I would like to compare two proper times of two inertial observers in Special Relativity.
Let's consider three inertial observers A, O and B freely moving on a line in a flat space-time, with B moving with a constant velocity $v$ with respect to A and O moving with a constant velocity $w$ with respect to A.

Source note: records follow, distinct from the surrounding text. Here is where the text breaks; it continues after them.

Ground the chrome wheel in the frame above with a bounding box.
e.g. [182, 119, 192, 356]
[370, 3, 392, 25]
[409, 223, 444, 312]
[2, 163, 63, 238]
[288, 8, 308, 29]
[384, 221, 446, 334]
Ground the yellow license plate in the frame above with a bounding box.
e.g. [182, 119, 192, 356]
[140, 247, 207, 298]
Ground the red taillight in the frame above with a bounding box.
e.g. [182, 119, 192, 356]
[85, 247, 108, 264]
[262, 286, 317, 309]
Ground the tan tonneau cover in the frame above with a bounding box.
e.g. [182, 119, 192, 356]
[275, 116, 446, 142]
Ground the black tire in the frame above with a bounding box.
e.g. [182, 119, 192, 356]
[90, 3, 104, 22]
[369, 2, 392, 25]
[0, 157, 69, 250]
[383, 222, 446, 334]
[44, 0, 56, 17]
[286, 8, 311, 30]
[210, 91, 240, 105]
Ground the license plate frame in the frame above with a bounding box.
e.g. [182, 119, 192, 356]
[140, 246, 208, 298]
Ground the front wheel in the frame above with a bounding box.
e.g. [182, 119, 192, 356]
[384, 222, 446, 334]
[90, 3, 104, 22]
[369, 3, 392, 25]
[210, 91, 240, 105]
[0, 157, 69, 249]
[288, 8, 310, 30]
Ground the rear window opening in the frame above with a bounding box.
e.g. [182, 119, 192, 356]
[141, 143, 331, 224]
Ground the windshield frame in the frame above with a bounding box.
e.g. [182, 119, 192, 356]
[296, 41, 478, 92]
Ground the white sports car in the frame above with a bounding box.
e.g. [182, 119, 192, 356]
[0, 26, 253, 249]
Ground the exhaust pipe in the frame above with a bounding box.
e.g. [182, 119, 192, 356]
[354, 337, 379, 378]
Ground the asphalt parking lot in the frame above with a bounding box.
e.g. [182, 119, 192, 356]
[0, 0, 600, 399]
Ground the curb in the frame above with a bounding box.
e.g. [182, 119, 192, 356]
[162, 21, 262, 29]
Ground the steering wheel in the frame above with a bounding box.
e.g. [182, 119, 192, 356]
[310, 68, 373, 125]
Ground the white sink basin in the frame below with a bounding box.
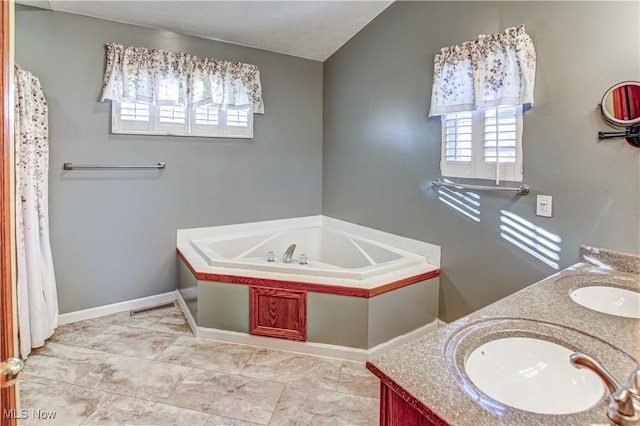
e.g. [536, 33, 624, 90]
[570, 286, 640, 318]
[465, 337, 605, 414]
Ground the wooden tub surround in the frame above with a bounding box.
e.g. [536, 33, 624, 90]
[177, 249, 440, 297]
[177, 217, 440, 360]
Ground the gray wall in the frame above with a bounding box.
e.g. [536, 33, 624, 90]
[16, 6, 322, 313]
[322, 2, 640, 321]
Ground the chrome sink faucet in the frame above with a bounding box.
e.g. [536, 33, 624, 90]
[282, 244, 296, 263]
[569, 352, 640, 426]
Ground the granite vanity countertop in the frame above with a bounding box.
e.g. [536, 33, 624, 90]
[367, 246, 640, 425]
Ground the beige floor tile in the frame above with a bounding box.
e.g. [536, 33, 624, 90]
[204, 416, 259, 426]
[84, 395, 209, 426]
[150, 310, 193, 336]
[79, 355, 192, 402]
[156, 336, 255, 374]
[338, 361, 380, 398]
[240, 348, 342, 390]
[269, 385, 378, 426]
[88, 325, 178, 359]
[165, 369, 284, 425]
[18, 376, 109, 426]
[24, 342, 110, 384]
[47, 320, 110, 347]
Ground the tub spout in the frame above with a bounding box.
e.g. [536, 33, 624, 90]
[282, 244, 296, 263]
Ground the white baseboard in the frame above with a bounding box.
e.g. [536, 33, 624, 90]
[368, 319, 440, 359]
[176, 290, 439, 361]
[58, 291, 178, 325]
[176, 290, 198, 336]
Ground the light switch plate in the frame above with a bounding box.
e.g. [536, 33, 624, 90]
[536, 195, 553, 217]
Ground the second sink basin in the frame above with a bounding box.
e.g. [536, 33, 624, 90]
[464, 337, 605, 414]
[570, 286, 640, 318]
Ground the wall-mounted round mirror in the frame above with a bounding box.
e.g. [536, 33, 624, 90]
[598, 81, 640, 148]
[600, 81, 640, 127]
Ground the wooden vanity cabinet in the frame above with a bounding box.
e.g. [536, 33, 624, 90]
[249, 286, 307, 342]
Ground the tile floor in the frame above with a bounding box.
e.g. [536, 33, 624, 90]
[20, 307, 378, 426]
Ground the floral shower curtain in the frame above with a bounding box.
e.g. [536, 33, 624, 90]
[15, 67, 58, 358]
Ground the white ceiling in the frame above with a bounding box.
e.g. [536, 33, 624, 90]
[16, 0, 393, 61]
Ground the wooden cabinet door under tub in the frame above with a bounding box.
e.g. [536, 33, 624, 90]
[249, 286, 307, 342]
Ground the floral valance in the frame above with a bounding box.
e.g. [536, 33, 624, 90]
[429, 26, 536, 117]
[102, 43, 264, 113]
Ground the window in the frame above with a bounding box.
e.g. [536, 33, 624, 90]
[111, 101, 253, 138]
[440, 106, 522, 182]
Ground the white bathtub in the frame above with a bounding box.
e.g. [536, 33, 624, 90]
[178, 216, 440, 288]
[190, 226, 425, 280]
[177, 216, 440, 360]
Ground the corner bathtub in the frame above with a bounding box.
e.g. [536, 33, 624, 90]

In the rest frame of O, A will move with the velocity $-w$ (always), and, by choosing $w$ carefully, B can move with the same velocity but in the opposite direction (+$w$). I just created an in-between frame in which the situation is symmetrical. Applying the basic time dilation formula in the rest frame of O for A and B respectively, I find $d\tau_{A} = d\tau_{B}$.
Mathematical proof
I want the velocity of O seen from B to be $-w$. I therefore need to solve the following system based on the velocity addition formula: $$ -w = \frac{w-v}{1-\frac{wv}{c^{2}}}$$
This leads to
$$w = \frac{c^{2}}{v}\left(1-\sqrt{1-\left(\frac{v}{c}\right)^{2}}\right)$$
In the rest frame of O associated with the coordinate time $t_{o}$, we have:
$$d\tau_{A} = \frac{dt_{o}}{\gamma(-w)}$$ $$d\tau_{B} = \frac{dt_{o}}{\gamma(w)}$$
With $\tau_{A}$ and $\tau_{B}$ the proper times of A and B, and $\gamma(w) = 1/\sqrt{1-(w/c)^{2}}$
Leading to $d\tau_{A} = d\tau_{B}$. Ok.
Now let's go back in the rest frame of A. We associate a coordinate time $t$ to it. We therefore have:
$$d\tau_{B} = \frac{dt}{\gamma(v)}$$
Similarly, in the rest frame of B associated with a coordinate time $t'$ :
$$d\tau_{A} = \frac{dt'}{\gamma(-v)}$$
Which leads to $dt=dt'$. Or we know that:
$$dt' = \gamma(v)(dt-\frac{v}{c^{2}}dx)$$
It seems like there is an inconsistency. Please let me know what is wrong, thank you!